Réparer les vivants est le troisième long-métrage de la jeune réalisatrice et scénariste française. Après Un Poison Violent en 2005, pour lequel elle reçoit le prix Jean Vigo, et Suzanne en 2013 avec un césar du meilleur second rôle féminin pour Adèle Haenel, Katell Quillévéré s’attaque cette fois à l’adaptation du best-seller de Maylis de Kerangal : Réparer les vivants.
Katell Quillévéré nous confie qu’elle s’est vue offrir le livre de Maylis de Kerangal par son producteur alors qu’elle commençait l’écriture d’un autre projet après Suzanne. Profondément touchée par cette histoire, pas encore devenue best-seller, elle décide alors de mettre en stand-by son projet pour acquérir les droits de l’œuvre.

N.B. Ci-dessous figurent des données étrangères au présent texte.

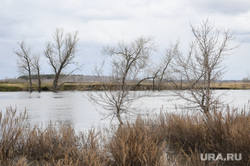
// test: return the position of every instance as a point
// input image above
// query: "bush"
(168, 139)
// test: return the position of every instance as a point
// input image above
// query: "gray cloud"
(106, 22)
(230, 7)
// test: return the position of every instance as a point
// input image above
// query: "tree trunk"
(119, 118)
(30, 80)
(55, 82)
(39, 80)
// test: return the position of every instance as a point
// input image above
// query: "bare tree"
(61, 53)
(157, 73)
(24, 62)
(36, 64)
(128, 60)
(166, 61)
(203, 65)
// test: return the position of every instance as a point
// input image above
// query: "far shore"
(10, 85)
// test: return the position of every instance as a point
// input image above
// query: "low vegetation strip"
(86, 86)
(167, 139)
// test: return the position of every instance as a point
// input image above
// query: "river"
(74, 107)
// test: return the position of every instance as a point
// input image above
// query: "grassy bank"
(164, 140)
(85, 86)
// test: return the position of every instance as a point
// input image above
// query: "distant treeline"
(44, 76)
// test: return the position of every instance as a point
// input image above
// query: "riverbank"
(168, 139)
(87, 86)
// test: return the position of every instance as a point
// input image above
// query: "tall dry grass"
(228, 131)
(168, 139)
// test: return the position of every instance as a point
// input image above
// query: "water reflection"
(74, 107)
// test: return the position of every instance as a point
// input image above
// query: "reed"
(167, 139)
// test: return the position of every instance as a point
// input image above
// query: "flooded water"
(74, 107)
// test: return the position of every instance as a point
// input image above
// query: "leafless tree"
(158, 73)
(203, 65)
(128, 60)
(163, 72)
(24, 62)
(61, 53)
(36, 64)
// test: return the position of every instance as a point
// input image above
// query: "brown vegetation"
(164, 140)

La réalisatrice est revenue sur sa collaboration avec Maylis de Kerangal dont elle a confié qu’elle était très présente tout au long du tournage et de l’écriture. Si l’écrivaine avait un droit de regard sur les choix de Quillévéré, chacune a pu travailler en bon entente, respectant le travail d’écriture de l’une tout en laissant à l’autre la souplesse nécessaire pour produire une adaptation la plus fidèle possible à l’univers de l’œuvre.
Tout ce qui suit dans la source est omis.